Pulls is, effectively, a much more constrained version of the Publish action. The reason it needs to be constrained is that it triggers on any pull request submitted to the master branch and that may include anonymous pull requests containing malicious code in them. Builds triggered by this action do NOT deposit artifacts into the regular OCI registry. The registry that is being used is a quarantined one over at evebuild/danger and the only artifact that is ever being deposited there is a rootfs container tagged as pr-ID (e.g. docker pull evebuild/danger:pr-12345 will fetch a rootfs container for Pull Request 12345).

For the same reasons, Pulls action only runs on x86 runner since even GitHub itself strongly discourages running anything that gets triggered by pull requests on hosted runners (which is what our ARM64 runner is). This, in turn, may result in pull requests that end up breaking our ARM buils but that seems to be rare enough of an event for now.

Apache Yetus and Eden

These two actions run on x86 runner only. Yetus doesn't need to have an ARM64 run and Eden would've benefited from one, but the underlying infrastructure required for that is still too heavy to be hooked up to the GitHub actions (and it can't even be a hosted runner because of the security concerns).

Both of these actions get triggered on PRs submitted to the master (and no other!) branch and in addition Eden also gets triggered on updates to the master branch itself. We do NOT run either of these on tags (releases).

In order to avoid lengthy rebuilds of EVE's rootfs, Eden action checks for evebuild/danger:pr-12345 artifacts and if one is available it uses it. If not it rebuilds it from scratch and then uses the local build.

It may be marginally useful to run Yetus on updates to the master itself, but Yetus in its full glory will generate too much feedback and the incremental updates are already covered by Yetus triggering on pull request submissions.

Maintaining Dockerfile Versions

The Dockerfiles get out of date because they use base OS images that are periodically updated. It is important to stay up-to-date in general for bug fixes and security updates, but sometimes the Dockerfiles must be updated immediately when the OS image removes a version of a package.

Dockerfile Version Updates with Dependabot

GitHub provides a feature called Dependabot that fixes several kinds of out of date versions including the OS images in Dockerfiles.

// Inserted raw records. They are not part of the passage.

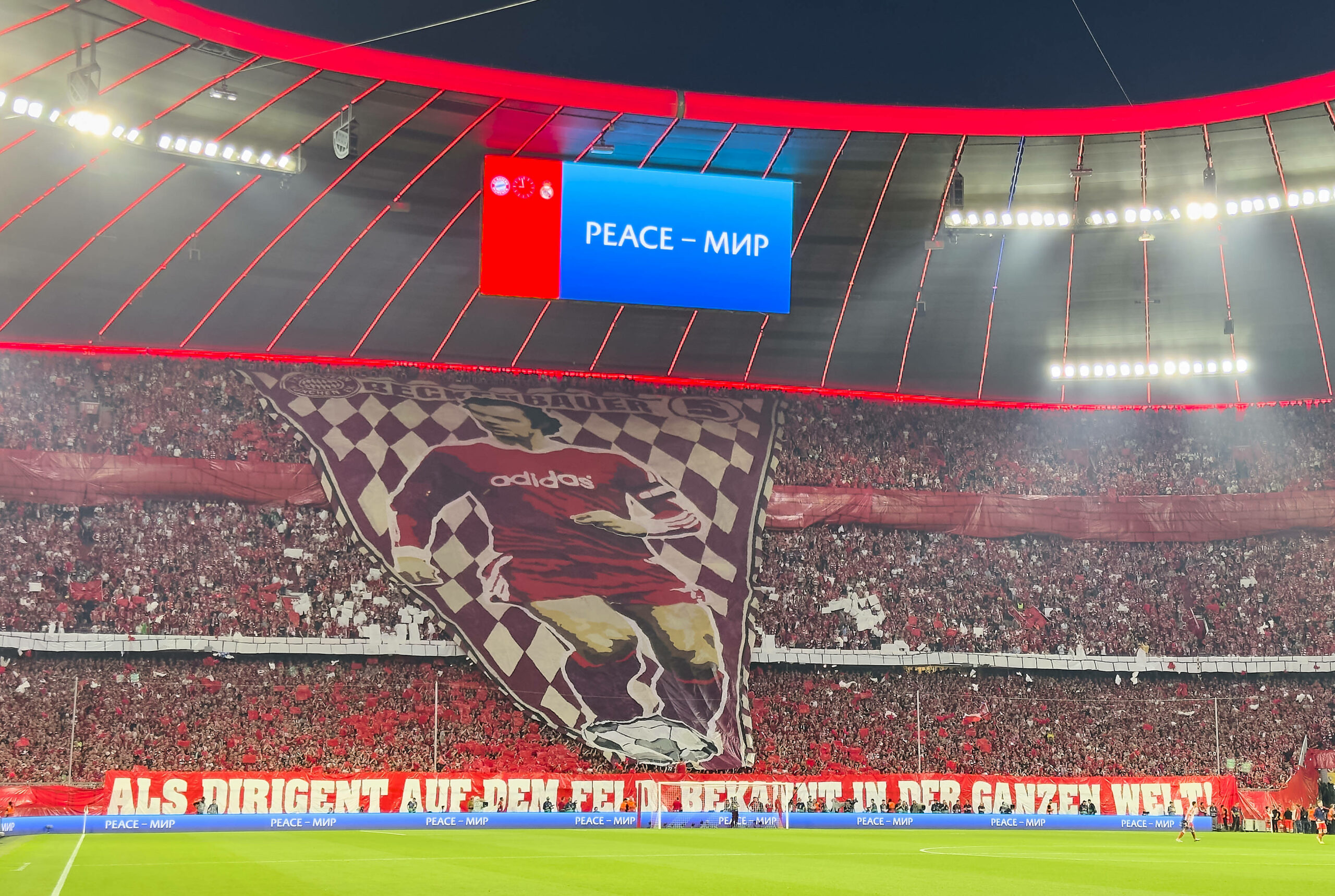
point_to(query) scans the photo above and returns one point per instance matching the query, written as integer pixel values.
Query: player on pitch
(569, 529)
(1188, 820)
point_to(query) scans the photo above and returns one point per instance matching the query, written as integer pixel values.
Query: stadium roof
(377, 257)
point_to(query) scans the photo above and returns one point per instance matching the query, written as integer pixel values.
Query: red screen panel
(521, 227)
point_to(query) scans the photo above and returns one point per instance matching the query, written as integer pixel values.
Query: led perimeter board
(560, 230)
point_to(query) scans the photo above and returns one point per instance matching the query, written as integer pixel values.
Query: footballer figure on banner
(571, 536)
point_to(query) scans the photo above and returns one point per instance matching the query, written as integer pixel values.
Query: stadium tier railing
(887, 657)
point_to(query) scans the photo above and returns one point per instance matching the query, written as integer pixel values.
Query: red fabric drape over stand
(1098, 518)
(60, 477)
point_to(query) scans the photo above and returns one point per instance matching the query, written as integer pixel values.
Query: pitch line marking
(71, 863)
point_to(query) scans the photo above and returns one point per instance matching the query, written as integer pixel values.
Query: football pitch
(666, 863)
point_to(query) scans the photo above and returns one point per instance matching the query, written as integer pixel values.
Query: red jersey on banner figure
(569, 532)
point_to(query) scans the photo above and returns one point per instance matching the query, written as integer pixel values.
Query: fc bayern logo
(321, 385)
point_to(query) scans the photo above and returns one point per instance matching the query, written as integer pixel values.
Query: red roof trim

The limitation is that it only updates the base OS image, not the package versions in the apk add command, so it can only be used in EVE packages that do not hardwire package versions.

Dependabot should not be enabled in the reference lf-edge tree. Instead use it in user forks and let Dependabot create its PRs there. Then the user can cherry-pick the version changes, test, tweak, squash, and submit their own PR to lf-edge.

To use Dependabot in a user fork:

enable Dependabot options in: Settings -> Security & analysis
open: Insights -> Dependency graph -> Dependabot
re-run by: modify this file, push to master
review generated PRs
cherry-pick from dependabot/docker/* branches

ver-update to List Package Versions

Dependabot will not help in EVE packages that use hardwired apk package versions. Updating them is a manual process. The hard part is finding the out of date versions and knowing what to replace them with. That part can be done automatically with the scripts in build-tools/ver-update. The main steps are:

cd build-tools/ver-update
make clean
make
grep pkg/my-pkg out-alp-ver-diff

It can generate the versions to change using different base OS versions. That version is specified by ALP_BASE_OS in Makefile.